Let $p,p' \equiv 2\pmod{3}$ be prime.
Suppose that $G$ is a group with the following properties:
(i) The $3$-Sylow subgroup of $G$ is cyclic;
(ii) The number of elements of order $3$ in $G$ is $2 p p'$.
Claim: There exists a group which in addition satisfies either:
(iiia) $G$ is simple; or
(iiib) $3\,||\, \#G$, and $G$ surjects onto $\mathbb{Z}/3\mathbb{Z}$.
Remark: Suppose that $G$ is a group with cyclic $3$-Sylow subgroups.

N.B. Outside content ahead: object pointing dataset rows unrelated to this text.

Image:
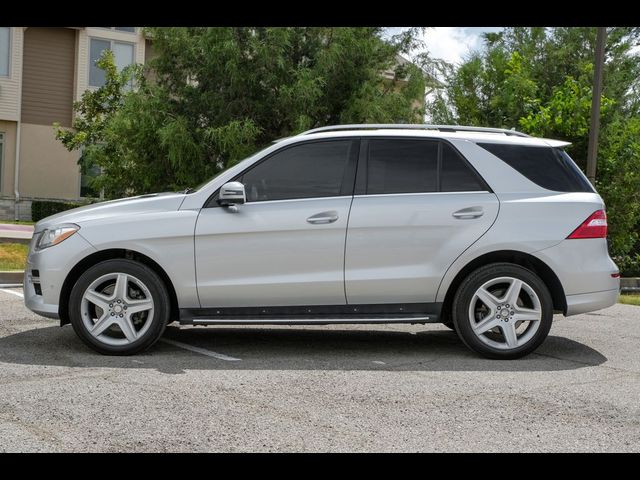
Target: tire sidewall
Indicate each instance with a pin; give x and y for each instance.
(147, 276)
(466, 292)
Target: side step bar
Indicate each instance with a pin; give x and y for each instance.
(312, 315)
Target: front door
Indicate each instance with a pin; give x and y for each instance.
(285, 246)
(421, 206)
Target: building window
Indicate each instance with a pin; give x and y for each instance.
(5, 50)
(121, 29)
(87, 190)
(122, 53)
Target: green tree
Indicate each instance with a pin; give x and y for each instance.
(539, 80)
(219, 94)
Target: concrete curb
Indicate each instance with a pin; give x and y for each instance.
(11, 277)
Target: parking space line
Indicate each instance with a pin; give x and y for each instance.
(199, 350)
(17, 294)
(185, 346)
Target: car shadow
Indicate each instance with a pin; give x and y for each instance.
(293, 348)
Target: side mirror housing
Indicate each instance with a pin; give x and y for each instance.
(232, 193)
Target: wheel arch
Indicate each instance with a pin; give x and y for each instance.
(111, 254)
(537, 266)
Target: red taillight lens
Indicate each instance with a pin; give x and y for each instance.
(593, 227)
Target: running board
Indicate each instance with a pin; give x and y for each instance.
(313, 315)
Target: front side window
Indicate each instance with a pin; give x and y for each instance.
(402, 166)
(122, 53)
(5, 50)
(310, 170)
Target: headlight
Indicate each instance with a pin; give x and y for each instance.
(54, 236)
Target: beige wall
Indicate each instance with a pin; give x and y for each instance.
(47, 169)
(9, 86)
(48, 75)
(6, 182)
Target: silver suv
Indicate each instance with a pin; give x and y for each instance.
(488, 231)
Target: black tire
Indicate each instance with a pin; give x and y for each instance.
(464, 296)
(157, 289)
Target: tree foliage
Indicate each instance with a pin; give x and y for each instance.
(216, 95)
(539, 80)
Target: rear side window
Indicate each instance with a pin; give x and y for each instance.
(402, 166)
(456, 175)
(547, 167)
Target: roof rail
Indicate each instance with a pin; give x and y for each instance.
(408, 126)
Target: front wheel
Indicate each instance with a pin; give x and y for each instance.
(503, 311)
(119, 307)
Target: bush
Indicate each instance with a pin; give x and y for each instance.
(629, 265)
(41, 209)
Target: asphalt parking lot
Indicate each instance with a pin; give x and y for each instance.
(332, 388)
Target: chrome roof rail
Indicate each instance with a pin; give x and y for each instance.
(408, 126)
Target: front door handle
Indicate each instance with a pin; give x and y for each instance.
(468, 213)
(323, 217)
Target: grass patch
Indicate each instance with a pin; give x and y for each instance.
(13, 256)
(630, 299)
(17, 222)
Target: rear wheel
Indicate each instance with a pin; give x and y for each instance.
(119, 307)
(503, 311)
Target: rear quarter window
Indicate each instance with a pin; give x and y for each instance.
(547, 167)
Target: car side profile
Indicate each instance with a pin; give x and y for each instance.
(488, 231)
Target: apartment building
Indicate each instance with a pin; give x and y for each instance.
(43, 70)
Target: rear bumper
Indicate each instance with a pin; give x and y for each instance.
(588, 302)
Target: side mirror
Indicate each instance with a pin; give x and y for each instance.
(232, 193)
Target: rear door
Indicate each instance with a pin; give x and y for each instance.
(418, 206)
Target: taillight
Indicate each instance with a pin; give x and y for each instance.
(593, 227)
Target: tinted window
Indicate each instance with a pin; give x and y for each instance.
(548, 167)
(302, 171)
(456, 175)
(402, 166)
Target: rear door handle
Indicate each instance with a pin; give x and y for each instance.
(323, 217)
(468, 213)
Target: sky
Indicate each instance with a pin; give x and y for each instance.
(452, 43)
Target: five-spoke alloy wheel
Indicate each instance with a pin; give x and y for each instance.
(119, 307)
(503, 310)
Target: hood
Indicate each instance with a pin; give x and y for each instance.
(154, 202)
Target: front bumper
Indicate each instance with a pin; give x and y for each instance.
(46, 271)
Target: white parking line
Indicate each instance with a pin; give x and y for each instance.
(202, 351)
(199, 350)
(12, 292)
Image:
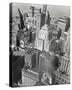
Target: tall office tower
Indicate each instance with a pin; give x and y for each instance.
(43, 15)
(48, 18)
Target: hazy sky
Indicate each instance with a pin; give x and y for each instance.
(55, 11)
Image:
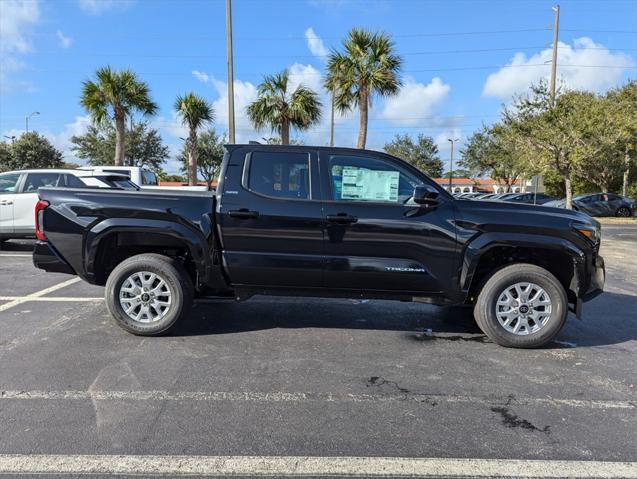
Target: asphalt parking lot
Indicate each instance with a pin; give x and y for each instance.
(274, 378)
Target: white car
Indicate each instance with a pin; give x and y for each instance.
(145, 178)
(19, 194)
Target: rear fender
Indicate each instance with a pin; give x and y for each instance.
(200, 248)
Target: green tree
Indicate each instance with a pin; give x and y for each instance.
(368, 66)
(492, 152)
(210, 153)
(115, 95)
(143, 145)
(551, 133)
(5, 156)
(624, 101)
(195, 112)
(30, 151)
(422, 153)
(280, 108)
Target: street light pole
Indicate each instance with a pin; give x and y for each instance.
(556, 28)
(26, 119)
(231, 129)
(451, 163)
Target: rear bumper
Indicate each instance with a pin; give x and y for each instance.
(45, 257)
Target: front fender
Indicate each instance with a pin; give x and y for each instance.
(484, 243)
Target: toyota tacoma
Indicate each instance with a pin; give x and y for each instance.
(329, 222)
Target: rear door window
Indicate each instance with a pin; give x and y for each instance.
(8, 183)
(279, 174)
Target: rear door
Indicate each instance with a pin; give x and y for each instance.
(24, 204)
(9, 183)
(379, 240)
(271, 219)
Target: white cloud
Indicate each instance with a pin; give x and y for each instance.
(65, 41)
(98, 7)
(17, 18)
(584, 54)
(315, 44)
(415, 102)
(202, 77)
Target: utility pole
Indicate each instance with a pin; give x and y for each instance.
(332, 119)
(231, 131)
(26, 120)
(556, 28)
(451, 163)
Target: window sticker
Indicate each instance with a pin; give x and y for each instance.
(369, 185)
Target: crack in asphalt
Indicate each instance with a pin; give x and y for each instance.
(512, 420)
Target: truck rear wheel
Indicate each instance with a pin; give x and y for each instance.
(521, 306)
(148, 293)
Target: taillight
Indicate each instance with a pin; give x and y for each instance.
(39, 211)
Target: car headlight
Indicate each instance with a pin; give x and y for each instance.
(592, 232)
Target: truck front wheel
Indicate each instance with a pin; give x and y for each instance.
(148, 293)
(522, 306)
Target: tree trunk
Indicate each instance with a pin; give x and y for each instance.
(285, 132)
(192, 158)
(363, 104)
(626, 173)
(120, 132)
(569, 192)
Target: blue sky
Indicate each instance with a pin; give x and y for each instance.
(457, 56)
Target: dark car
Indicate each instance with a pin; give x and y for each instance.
(530, 198)
(327, 222)
(599, 204)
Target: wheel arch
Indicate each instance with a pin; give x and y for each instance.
(113, 240)
(490, 252)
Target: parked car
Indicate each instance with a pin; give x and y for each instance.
(18, 194)
(330, 222)
(599, 204)
(531, 198)
(146, 178)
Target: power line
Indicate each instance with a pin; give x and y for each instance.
(427, 52)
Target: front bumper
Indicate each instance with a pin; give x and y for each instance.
(595, 287)
(45, 257)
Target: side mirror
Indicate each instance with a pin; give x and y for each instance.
(426, 195)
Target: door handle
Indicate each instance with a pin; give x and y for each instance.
(342, 218)
(243, 214)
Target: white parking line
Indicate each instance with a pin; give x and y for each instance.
(283, 396)
(59, 299)
(299, 466)
(38, 294)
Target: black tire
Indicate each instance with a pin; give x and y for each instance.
(486, 305)
(623, 212)
(176, 279)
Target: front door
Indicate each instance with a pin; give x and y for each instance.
(377, 238)
(271, 219)
(8, 186)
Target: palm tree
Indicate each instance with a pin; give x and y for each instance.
(194, 111)
(279, 108)
(114, 96)
(368, 66)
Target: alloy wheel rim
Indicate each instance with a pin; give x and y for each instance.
(145, 297)
(523, 308)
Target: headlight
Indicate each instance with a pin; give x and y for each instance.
(593, 233)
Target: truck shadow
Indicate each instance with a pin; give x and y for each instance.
(608, 319)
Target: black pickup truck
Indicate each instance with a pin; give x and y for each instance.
(331, 222)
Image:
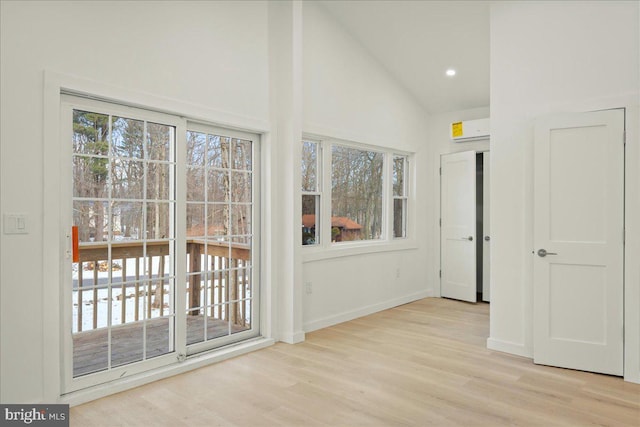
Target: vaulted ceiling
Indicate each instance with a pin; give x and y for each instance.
(417, 41)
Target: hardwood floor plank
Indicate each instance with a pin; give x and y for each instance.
(420, 364)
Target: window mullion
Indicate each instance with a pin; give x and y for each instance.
(325, 198)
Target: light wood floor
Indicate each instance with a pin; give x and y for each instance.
(421, 364)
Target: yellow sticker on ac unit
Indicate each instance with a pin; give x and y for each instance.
(456, 129)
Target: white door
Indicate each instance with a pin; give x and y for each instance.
(458, 227)
(486, 242)
(578, 241)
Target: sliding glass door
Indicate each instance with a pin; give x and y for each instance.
(153, 202)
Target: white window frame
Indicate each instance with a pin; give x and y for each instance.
(179, 348)
(317, 193)
(404, 196)
(326, 248)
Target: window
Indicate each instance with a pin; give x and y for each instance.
(310, 192)
(352, 193)
(399, 197)
(356, 194)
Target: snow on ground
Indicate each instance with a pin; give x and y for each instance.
(113, 298)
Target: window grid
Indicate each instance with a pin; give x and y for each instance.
(311, 166)
(400, 196)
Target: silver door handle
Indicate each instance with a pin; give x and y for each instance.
(543, 253)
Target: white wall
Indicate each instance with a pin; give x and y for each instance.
(551, 57)
(209, 54)
(440, 142)
(348, 95)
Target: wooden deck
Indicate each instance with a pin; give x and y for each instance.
(90, 348)
(420, 364)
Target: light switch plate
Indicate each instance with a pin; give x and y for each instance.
(16, 223)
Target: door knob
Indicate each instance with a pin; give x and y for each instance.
(543, 253)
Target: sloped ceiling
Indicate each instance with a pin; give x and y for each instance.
(417, 41)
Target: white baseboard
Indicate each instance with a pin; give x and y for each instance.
(509, 347)
(293, 338)
(364, 311)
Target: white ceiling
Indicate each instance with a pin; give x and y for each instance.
(416, 41)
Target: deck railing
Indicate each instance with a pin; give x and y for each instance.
(228, 273)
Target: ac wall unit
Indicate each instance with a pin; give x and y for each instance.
(469, 130)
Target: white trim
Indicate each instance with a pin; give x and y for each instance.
(632, 246)
(363, 311)
(313, 253)
(54, 238)
(518, 349)
(191, 363)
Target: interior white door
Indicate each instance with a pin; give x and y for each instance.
(578, 241)
(486, 230)
(458, 227)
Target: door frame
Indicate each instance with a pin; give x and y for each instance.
(54, 239)
(480, 150)
(540, 336)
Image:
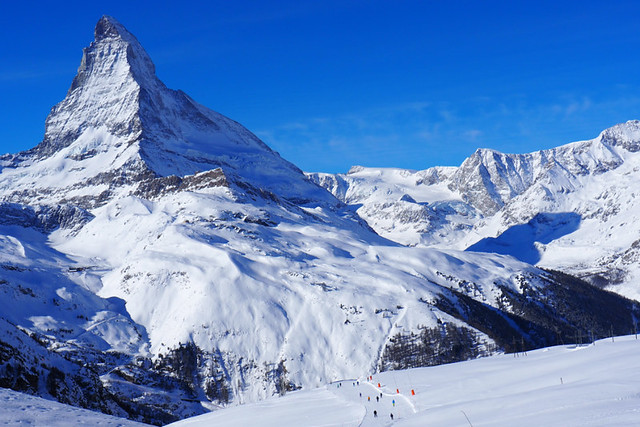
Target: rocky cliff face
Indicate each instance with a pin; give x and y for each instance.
(167, 250)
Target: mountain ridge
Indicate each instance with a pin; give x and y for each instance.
(219, 273)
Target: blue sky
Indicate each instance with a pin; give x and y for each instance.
(330, 84)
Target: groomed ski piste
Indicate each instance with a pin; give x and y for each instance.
(569, 385)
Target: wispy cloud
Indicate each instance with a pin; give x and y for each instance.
(421, 134)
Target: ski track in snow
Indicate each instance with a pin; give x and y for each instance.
(589, 385)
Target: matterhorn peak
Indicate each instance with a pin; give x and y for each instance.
(120, 126)
(109, 27)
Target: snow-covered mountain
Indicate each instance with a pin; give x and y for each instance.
(557, 386)
(571, 208)
(169, 251)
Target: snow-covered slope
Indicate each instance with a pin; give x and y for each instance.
(19, 409)
(409, 207)
(189, 266)
(119, 127)
(590, 385)
(571, 208)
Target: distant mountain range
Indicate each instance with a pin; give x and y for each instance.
(157, 260)
(571, 208)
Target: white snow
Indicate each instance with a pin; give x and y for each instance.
(19, 409)
(590, 385)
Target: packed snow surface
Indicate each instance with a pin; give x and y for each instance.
(19, 409)
(589, 385)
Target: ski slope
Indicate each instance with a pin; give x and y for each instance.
(590, 385)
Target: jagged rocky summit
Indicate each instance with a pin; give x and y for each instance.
(177, 264)
(120, 130)
(571, 208)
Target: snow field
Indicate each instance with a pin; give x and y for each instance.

Since all $3$-Sylow subgroups are conjugate, this implies that every subgroup of
order $3$ in $G$ is also conjugate.
Proof: We may assume that $G$ is not simple, and hence admits a proper normal
subgroup $H$.
Suppose that $H$ is a normal subgroup of $G$. If $3$ divides $\# H$, then
$H$ contains a subgroup of $G$ of order $3$. All such subgroups are
conjugate in $G$, and since $H$ is normal, they all lie in $H$. Thus
$G$ and $H$ have the same number of elements of order $3$.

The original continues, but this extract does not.